Perforin is a pore-forming protein that facilitates rapid killing of pathogen-infected or cancerous cells by the immune system. Perforin is released from cytotoxic lymphocytes, together with proapoptotic granzymes, to bind to a target cell membrane where it oligomerizes and forms pores. The pores allow granzyme entry, which rapidly triggers the apoptotic death of the target cell. Here, we present a 4-Å resolution cryo-electron microscopy structure of the perforin pore, revealing previously unidentified inter- and intramolecular interactions stabilizing the assembly. During pore formation, the helix-turn-helix motif moves away from the bend in the central β sheet to form an intermolecular contact. Cryo-electron tomography shows that prepores form on the membrane surface with minimal conformational changes. Our findings suggest the sequence of conformational changes underlying oligomerization and membrane insertion, and explain how several pathogenic mutations affect function.
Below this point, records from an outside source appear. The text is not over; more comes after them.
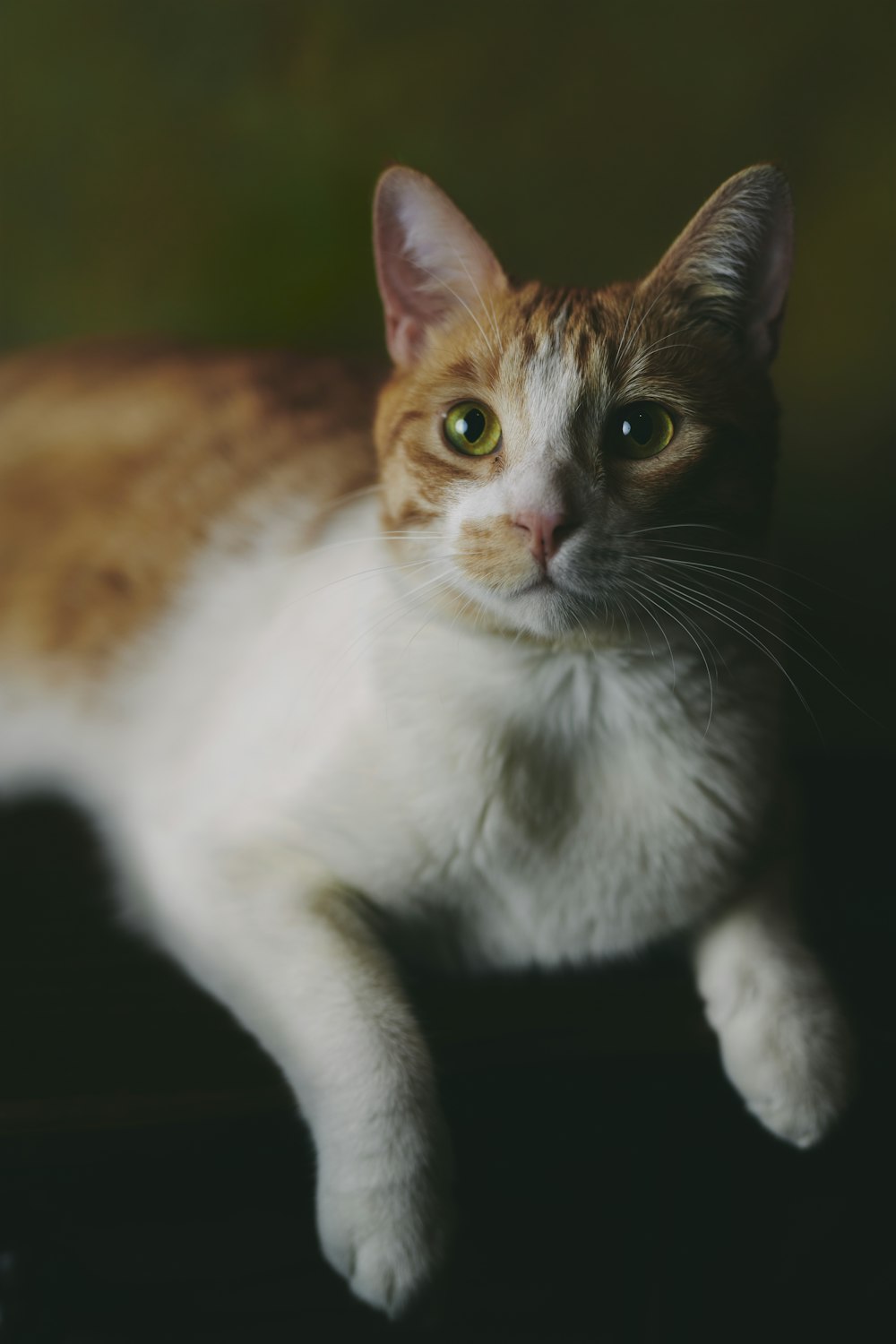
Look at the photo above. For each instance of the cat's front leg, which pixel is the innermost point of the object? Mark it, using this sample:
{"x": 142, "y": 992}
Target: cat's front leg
{"x": 296, "y": 959}
{"x": 783, "y": 1040}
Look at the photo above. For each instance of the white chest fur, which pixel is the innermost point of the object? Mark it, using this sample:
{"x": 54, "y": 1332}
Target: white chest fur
{"x": 554, "y": 806}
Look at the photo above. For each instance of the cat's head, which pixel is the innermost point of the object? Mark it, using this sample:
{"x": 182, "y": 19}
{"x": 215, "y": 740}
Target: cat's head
{"x": 541, "y": 449}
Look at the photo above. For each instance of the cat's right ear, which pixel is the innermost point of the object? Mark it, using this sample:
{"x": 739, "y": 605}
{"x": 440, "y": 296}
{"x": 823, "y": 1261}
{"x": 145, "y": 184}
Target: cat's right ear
{"x": 430, "y": 261}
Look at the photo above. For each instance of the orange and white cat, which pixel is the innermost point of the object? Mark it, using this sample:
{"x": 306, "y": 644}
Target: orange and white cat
{"x": 462, "y": 667}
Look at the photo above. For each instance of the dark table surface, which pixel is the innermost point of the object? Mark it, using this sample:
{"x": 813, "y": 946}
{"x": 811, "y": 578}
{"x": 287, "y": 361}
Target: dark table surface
{"x": 156, "y": 1185}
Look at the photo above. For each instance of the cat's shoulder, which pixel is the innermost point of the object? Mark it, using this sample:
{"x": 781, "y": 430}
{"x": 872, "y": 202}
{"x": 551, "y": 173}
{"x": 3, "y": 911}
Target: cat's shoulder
{"x": 117, "y": 461}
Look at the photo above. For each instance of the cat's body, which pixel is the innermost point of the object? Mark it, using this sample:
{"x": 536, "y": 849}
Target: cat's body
{"x": 320, "y": 709}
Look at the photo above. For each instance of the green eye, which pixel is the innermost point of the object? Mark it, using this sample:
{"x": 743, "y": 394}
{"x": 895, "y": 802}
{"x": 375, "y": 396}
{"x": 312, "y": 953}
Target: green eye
{"x": 473, "y": 429}
{"x": 642, "y": 429}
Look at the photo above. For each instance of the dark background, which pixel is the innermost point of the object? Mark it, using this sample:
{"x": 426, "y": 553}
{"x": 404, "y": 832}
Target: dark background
{"x": 204, "y": 171}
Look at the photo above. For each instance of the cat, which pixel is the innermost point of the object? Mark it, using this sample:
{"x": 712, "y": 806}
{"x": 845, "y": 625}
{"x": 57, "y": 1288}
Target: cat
{"x": 457, "y": 667}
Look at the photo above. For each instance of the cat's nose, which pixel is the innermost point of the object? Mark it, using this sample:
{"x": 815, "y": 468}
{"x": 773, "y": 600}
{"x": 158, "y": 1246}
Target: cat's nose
{"x": 546, "y": 532}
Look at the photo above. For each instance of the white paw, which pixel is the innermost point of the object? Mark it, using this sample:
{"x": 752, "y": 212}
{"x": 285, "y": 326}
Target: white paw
{"x": 387, "y": 1238}
{"x": 790, "y": 1058}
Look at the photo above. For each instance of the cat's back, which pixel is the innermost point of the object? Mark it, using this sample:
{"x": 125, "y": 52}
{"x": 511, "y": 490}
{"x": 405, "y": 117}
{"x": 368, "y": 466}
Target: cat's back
{"x": 118, "y": 462}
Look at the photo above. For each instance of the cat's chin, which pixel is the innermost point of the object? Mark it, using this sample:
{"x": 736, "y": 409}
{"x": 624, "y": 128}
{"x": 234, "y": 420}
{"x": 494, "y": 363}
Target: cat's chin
{"x": 543, "y": 610}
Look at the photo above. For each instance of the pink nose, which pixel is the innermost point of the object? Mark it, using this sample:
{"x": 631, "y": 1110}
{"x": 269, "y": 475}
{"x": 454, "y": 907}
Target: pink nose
{"x": 546, "y": 532}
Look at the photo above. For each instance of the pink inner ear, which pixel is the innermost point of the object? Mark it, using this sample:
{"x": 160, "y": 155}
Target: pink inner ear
{"x": 430, "y": 261}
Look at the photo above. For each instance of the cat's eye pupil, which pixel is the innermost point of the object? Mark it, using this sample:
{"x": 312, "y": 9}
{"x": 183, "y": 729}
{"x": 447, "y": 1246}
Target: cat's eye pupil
{"x": 638, "y": 425}
{"x": 471, "y": 425}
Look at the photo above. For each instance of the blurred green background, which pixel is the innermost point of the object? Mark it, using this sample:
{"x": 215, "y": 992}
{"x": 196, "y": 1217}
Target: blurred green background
{"x": 203, "y": 168}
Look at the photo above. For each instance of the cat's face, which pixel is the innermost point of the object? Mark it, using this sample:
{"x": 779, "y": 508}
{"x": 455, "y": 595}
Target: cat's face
{"x": 540, "y": 449}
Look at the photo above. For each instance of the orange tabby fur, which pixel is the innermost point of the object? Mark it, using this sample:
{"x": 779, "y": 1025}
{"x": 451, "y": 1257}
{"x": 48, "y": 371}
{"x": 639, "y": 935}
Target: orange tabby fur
{"x": 116, "y": 464}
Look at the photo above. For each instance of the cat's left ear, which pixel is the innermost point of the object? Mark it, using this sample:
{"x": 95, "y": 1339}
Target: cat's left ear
{"x": 430, "y": 261}
{"x": 734, "y": 258}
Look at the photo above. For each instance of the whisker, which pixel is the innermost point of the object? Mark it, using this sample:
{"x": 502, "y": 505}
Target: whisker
{"x": 654, "y": 601}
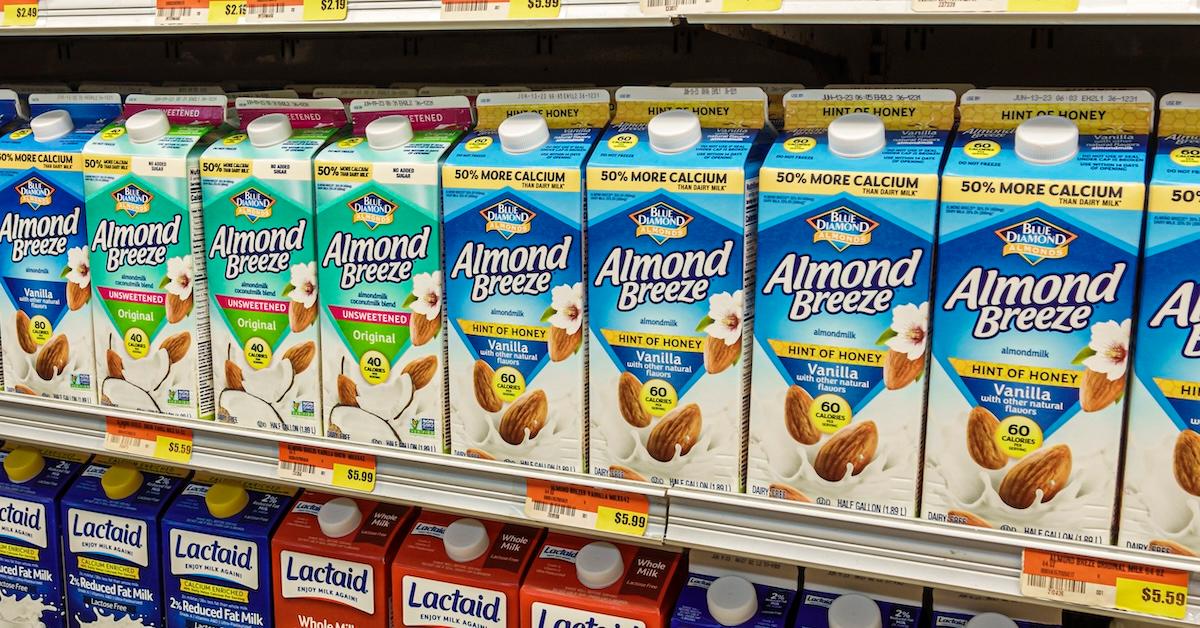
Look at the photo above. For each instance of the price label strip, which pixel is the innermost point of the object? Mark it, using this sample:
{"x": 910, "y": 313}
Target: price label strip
{"x": 1105, "y": 584}
{"x": 333, "y": 467}
{"x": 149, "y": 440}
{"x": 586, "y": 507}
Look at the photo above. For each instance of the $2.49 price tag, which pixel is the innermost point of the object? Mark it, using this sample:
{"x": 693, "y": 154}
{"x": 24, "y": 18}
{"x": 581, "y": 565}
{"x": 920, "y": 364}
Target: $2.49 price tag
{"x": 149, "y": 440}
{"x": 1105, "y": 584}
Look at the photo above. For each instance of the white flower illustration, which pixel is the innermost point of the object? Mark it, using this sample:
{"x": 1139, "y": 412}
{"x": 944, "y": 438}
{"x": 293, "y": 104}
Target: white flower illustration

穿孔素是一种形成孔道的蛋白质,可促进免疫系统快速杀死病原体感染的细胞或癌细胞。穿孔素与促凋亡颗粒酶一起从细胞毒性淋巴细胞中释放出来,与靶细胞膜结合,在那里它寡聚并形成孔道。这些孔道允许颗粒酶进入,从而迅速触发靶细胞的凋亡死亡。在这里,我们展示了穿孔素孔道的4埃分辨率冷冻电子显微镜结构,揭示了以前未发现的稳定组装的分子间和分子内相互作用。在孔道形成过程中,螺旋-转角-螺旋基序从中央β折叠的弯曲处移开,形成分子间接触。冷冻电子断层扫描显示,前孔在膜表面形成,构象变化最小。我们的研究结果表明了寡聚化和膜插入背后的构象变化顺序,并解释了几种致病突变如何影响功能。